Any debris that’s been left on your plot now that the waters have receded must be cleared away, either with your household rubbish or through a waste disposal site run by your local council. Then dig everything over, and leave it to dry out. Planting anything at this stage will likely be a waste of time as seeds will tend to rot before they have a chance to germinate, and the torrential rain will have flushed away any nutrients in the soil leaving it relatively infertile. With intermittent rain forecast for the next few weeks this may take some time, so sow seeds in trays at home until the soil is dry enough to be worked. If you’re short on space, then you may have to buy juvenile plants from garden centres in mid spring ready for planting. Once the soil has dried out sufficiently it’s worth digging in some fertiliser and mulch. However avoid doing this early as you risk polluting water courses.
It’s highly unlikely that any allotments will experience lasting flood damage, and most will be ready to plant in just a few days once the risk of flooding has passed. Most of the work to be done now is preventative, and work to protect your plot should we experience any more prolonged periods of severe weather. Before you start planting for this years growing season, invest in a good quality mulch fabric. Many gardeners use polythene for weed control which works well, but if you’re in an area prone to flooding you could prevent excess rain water from draining away by using a waterproof plastic sheet. Landscape fabric will prolong the life of your mulch, whilst efficiently preventing any unwanted vegetation. This type of garden ground cover is ideal for raised beds, however if you plant in rows then a heavier duty 100gsm fabric will be far more convenient as it will be able to withstand the stress of people walking between plants.

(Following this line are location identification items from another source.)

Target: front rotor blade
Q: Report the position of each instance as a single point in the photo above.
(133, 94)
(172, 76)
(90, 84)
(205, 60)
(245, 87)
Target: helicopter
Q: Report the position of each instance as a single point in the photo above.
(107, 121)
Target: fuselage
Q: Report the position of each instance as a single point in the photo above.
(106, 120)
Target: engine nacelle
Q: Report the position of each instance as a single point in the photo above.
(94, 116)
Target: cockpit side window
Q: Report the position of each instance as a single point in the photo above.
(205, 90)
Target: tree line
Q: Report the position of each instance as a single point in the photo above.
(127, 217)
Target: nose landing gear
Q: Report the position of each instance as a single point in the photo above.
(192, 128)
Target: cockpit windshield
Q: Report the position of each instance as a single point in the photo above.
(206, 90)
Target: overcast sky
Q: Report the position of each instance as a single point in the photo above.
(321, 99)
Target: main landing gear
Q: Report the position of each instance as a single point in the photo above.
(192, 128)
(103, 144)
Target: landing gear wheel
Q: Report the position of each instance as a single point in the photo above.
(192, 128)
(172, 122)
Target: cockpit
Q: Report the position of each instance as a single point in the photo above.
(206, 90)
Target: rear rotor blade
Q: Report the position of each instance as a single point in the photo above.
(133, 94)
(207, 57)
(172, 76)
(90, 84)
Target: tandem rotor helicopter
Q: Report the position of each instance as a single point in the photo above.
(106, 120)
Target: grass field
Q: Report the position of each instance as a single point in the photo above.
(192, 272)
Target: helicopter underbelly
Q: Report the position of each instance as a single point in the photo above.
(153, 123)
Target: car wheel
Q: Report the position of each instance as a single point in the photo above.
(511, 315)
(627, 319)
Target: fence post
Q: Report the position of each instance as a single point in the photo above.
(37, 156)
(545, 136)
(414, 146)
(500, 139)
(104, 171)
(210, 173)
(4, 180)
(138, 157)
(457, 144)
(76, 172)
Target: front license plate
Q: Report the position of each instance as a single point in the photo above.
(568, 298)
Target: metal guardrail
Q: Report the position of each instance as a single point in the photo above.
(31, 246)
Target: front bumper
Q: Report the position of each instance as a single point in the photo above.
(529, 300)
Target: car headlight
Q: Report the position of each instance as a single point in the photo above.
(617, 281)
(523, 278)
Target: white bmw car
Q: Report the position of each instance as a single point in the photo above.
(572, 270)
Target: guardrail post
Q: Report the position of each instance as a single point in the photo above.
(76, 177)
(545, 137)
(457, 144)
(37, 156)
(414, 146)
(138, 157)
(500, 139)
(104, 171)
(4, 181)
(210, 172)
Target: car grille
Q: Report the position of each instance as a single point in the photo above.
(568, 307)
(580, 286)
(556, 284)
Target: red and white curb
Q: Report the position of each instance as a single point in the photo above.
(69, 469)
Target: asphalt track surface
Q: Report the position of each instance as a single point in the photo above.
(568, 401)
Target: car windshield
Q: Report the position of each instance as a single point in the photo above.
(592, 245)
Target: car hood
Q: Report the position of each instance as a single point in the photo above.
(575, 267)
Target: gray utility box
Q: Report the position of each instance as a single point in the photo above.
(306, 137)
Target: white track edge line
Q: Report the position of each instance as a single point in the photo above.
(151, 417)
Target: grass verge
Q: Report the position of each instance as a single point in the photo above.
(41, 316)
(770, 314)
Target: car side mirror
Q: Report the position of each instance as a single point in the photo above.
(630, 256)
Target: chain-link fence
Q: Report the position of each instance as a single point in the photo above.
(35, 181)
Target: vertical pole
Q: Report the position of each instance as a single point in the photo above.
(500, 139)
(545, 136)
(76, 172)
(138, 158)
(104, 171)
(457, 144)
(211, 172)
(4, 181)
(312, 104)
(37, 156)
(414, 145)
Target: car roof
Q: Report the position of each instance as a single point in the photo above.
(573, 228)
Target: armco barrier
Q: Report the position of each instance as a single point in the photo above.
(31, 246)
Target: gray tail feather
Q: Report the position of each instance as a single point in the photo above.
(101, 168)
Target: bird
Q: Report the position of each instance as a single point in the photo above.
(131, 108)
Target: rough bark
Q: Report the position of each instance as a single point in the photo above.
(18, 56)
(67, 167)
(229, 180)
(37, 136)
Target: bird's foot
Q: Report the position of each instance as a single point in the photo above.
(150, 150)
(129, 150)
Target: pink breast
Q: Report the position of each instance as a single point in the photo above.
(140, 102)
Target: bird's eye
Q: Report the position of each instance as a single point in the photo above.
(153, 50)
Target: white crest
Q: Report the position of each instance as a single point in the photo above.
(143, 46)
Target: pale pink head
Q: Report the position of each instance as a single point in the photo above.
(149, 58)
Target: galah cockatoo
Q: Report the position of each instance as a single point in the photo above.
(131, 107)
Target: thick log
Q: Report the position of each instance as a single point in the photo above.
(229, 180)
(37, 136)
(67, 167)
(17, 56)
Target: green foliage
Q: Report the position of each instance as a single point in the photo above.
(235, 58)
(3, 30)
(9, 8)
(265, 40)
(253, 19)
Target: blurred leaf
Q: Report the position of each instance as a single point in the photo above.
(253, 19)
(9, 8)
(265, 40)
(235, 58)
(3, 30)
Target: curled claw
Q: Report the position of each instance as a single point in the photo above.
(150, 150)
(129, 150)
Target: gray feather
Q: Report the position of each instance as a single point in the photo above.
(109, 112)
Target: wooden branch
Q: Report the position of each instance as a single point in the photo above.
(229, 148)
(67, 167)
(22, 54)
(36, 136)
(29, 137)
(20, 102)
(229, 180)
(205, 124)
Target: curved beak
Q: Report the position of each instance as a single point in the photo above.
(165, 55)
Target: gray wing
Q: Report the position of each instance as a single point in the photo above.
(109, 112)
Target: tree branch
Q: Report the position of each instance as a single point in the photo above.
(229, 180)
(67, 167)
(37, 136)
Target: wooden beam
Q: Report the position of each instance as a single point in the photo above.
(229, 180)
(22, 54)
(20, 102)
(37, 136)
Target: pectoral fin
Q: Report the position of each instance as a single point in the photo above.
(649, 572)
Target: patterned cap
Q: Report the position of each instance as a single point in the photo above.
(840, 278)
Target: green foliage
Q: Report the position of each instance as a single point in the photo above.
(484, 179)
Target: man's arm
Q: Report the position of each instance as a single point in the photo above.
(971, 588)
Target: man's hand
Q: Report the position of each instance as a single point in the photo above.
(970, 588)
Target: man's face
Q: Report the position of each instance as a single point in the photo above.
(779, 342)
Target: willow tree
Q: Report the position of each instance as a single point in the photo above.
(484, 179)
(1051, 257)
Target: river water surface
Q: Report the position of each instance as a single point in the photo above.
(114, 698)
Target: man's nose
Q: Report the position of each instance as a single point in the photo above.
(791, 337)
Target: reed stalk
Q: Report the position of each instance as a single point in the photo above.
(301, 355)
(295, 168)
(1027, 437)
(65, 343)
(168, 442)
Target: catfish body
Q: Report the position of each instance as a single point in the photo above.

Luckily the best way of promoting good drainage is the reason you have an allotment in the first place. Plants are very effective at removing and using excess rain water, in fact an average baking potato needs 10” of water over its entire surface area to promote a healthy crop. So it’s important to make sure your plants stay healthy with regular maintenance and pest control. Remove any dead leaves and debris once a week at least, and make sure you invest in a good quality pesticide. Just make sure it’s safe to use on edible crops. I’d also recommend a close weave insect netting to prevent damage from flying insects. A mesh size of around 0.5mm will form an effective barrier against aphids and root flies, whilst also preventing intrusion from larger animals like birds and rabbits. You’ll find that most polyethylene netting is light enough to lie directly on most plants, or you could use a crop cage. It’s also worth burying the edge to ensure you have formed an impenetrable barrier.
Plants aside it’s just as important to protect equipment, pesticides and fertilizers from excessive rain. If you have a shed on your plot, then ensure it’s watertight with the aid of a heavy duty tarpaulin if necessary. If your shed has an electricity supply then make sure it’s turned off before periods of heavy rain, and have it extensively checked by a qualified electrician before switching it back on.